The methodology produced at least one notable early call: Amazon was widely perceived to be losing AI momentum to Azure and Google, but construction data showed AWS accelerating sharply in Q4 2024, a leading indicator that revenue growth would mechanically follow roughly four quarters later in 2025.

A computer vision model trained on satellite imagery is now being developed to detect construction status in real time, adding a further layer to the forecasting process.

Construction Speed Has Become a Strategic Variable

Meta's evolution illustrates the shift. Its original H-shaped data center design, optimized for energy efficiency and a best-in-class PUE, took roughly two to two and a half years to build. A subsequent rectangular design compressed that to twelve to fifteen months.
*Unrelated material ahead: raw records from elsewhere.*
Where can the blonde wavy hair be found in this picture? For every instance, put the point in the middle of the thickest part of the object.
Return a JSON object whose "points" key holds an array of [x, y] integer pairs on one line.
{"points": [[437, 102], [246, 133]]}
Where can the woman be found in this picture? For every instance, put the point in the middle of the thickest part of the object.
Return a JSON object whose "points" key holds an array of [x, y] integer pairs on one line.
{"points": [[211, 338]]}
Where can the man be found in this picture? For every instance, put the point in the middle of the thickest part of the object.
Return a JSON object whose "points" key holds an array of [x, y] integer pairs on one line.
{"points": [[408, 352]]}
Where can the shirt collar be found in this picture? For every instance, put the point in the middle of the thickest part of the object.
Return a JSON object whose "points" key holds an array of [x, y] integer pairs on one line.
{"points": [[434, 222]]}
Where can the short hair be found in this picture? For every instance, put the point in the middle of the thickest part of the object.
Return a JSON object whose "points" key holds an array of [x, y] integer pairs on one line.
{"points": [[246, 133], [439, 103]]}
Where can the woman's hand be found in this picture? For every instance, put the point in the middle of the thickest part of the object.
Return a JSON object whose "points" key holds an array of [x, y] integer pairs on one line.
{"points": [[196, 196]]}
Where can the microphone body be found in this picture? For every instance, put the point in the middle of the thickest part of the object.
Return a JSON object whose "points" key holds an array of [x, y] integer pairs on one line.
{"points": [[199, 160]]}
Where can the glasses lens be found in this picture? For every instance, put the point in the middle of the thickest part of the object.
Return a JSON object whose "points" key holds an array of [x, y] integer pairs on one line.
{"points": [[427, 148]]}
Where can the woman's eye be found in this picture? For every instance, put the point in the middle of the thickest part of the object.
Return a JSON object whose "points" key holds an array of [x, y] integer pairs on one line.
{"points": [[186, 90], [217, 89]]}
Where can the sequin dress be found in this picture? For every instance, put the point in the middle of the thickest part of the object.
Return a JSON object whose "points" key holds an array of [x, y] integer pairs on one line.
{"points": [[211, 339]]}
Meta's current approach uses temporary structures, effectively large tents, targeting a six-month deployment window. The trade-off is a return to air-to-air cooling with liquid-to-air sidecar units, a less elegant solution but one that prioritizes speed.

The pivot away from Meta's legacy design was partly forced by liquid-cooled GPU hardware. The original open-air cooling architecture cannot efficiently remove heat from cold plates attached directly to chips. The new tent-based facilities address this with dedicated fluid cooling infrastructure, though at higher cost.

Meta's Louisiana campus is targeting a first phase of 2.1 gigawatts, with individual buildings at 400 megawatts each. xAI's Colossus facility, frequently cited as a benchmark for speed, came online in roughly 122 days.

Google's Distributed Training Advantage

Google stands apart on data center strategy. Rather than concentrating everything on a single massive campus, Google has built the networking infrastructure, including proprietary long-haul fiber, to run training jobs distributed across multiple sites within a metro or even across a 100-mile radius. Jeff Dean publicly confirmed multi-data center training is operational at scale. No other hyperscaler has replicated this at comparable scale.

The practical advantage is site selection flexibility. Instead of hunting for a single 1.5-gigawatt parcel, Google can aggregate multiple 200-to-500-megawatt sites, connect them, and achieve the same effective compute cluster. On the sustainability side, Google's Intersect Power acquisition in Texas involves on-site solar and battery assets, though the facilities remain grid-connected rather than fully off-grid.

Training Is Not Giving Way to Inference

A common assumption that AI workloads are shifting from training to inference is contested by SemiAnalysis's data. Training still represents the majority of AI power consumption and is growing at roughly the same rate as inference. The incentive structure is straightforward: every lab has a financial motive to train the next model that unlocks next year's revenue, and no ceiling on useful compute has been reached.

For inference, OpenAI is the instructive case. Its most power-intensive products, deep research and thinking models, take minutes to respond, which eliminates the need for latency-optimized, metro-adjacent deployment. Large remote campuses are viable, and maximizing GPU utilization across a large pool remains the primary infrastructure objective.

Infrastructure Is Already Moving GDP

NVIDIA's annualized revenue run rate is approaching $250 billion. Year-over-year additions to US AI investment, spanning chips, data centers, and supporting infrastructure, are estimated to exceed $300 billion, against a US GDP base of over $40 trillion. Data center contribution is already a measurable component of the computer investment GDP subcomponent. Construction starts for hyperscaler self-builds are described as having surged dramatically from 2022 and 2023 baselines, with 2024 characterized as a large year, 2025 as exceptional, and 2026 and 2027 expected to continue accelerating based on current leasing commitments. OpenAI has tripled revenue; Anthropic has grown approximately 10x.